Tullow Oil has made its fifth consecutive oil discovery since beginning drilling operations in Kenya last year.
The eastern African country is ranked as one of the continent’s high potential oil and gas regions and was mentioned by Tullow , last week as one of the territories from where it hopes to report progress during the first half of 2014.
Yesterday’s update said that drilling at the Irish-founded and London-based exploration company’s Agete-1 ‘wildcat’ well in the north of Kenya discovered and sampled moveable oil with an estimated 100 metres of net oil pay in good quality sandstone reservoirs.
Tullow operates the Agete-1 well with a 50% interest and Africa Oil (50%) has a non-operated interest.
This discovery de-risks several follow-on prospects located to the north and is on trend with the Twiga South, Ekales, and Ngamia oil discoveries and adds to the significant resource base already discovered.
“A fifth consecutive oil discovery onshore Northern Kenya highlights the emerging world-class exploration and production potential within our rift basin acreage.
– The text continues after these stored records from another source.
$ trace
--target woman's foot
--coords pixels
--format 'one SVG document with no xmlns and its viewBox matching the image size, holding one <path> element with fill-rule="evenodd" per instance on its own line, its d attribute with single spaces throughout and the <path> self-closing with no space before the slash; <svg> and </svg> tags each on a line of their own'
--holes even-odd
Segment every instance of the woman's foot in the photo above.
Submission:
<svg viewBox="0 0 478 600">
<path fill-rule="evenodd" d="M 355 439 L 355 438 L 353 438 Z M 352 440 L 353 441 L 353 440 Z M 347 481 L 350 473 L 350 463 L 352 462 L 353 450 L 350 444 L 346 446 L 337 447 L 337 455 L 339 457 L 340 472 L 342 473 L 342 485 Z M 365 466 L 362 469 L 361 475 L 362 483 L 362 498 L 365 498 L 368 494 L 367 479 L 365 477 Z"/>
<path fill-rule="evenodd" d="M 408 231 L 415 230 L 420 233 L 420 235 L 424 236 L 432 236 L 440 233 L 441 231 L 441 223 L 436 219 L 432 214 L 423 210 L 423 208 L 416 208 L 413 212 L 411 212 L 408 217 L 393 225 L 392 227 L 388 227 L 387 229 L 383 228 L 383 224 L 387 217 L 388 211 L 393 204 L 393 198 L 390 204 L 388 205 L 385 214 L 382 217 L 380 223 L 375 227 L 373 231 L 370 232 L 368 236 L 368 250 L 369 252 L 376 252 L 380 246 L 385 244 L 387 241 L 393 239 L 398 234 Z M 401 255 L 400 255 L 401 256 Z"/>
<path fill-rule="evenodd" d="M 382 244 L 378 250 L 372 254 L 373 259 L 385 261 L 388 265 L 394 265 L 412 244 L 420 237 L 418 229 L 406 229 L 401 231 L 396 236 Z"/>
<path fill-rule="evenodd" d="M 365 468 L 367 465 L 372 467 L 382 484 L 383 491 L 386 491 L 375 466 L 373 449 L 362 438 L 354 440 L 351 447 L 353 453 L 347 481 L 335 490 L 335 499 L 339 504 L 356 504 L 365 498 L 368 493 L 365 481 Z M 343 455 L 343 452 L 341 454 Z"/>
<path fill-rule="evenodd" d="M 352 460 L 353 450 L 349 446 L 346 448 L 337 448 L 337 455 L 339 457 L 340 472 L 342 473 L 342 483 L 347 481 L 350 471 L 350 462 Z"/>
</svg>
An intensive campaign for 2014 includes appraisal and exploration within this first basin and pioneering wells targeting the prospectivity throughout the entire chain of similar rift basins,” said Angus McCoss, Tullow’s exploration director.
“This latest result will clearly help to move the resource potential in this basin, alone, towards a near term target of 500 mmbo [million barrels of oil],” said Gerry Hennigan of Goodbody Stockbrokers.
Operations in Tullow’s two exploration blocks in Kenya recently resumed, following protests over jobs and benefits.
The company signed a memorandum of understanding with the Kenyan government, regional governors and community leaders to agree a long-term working arrangement in the area.
Earlier this month, in its latest trading update, Tullow said it remains on course to reach record oil production levels — across its entire portfolio — by the end of this year.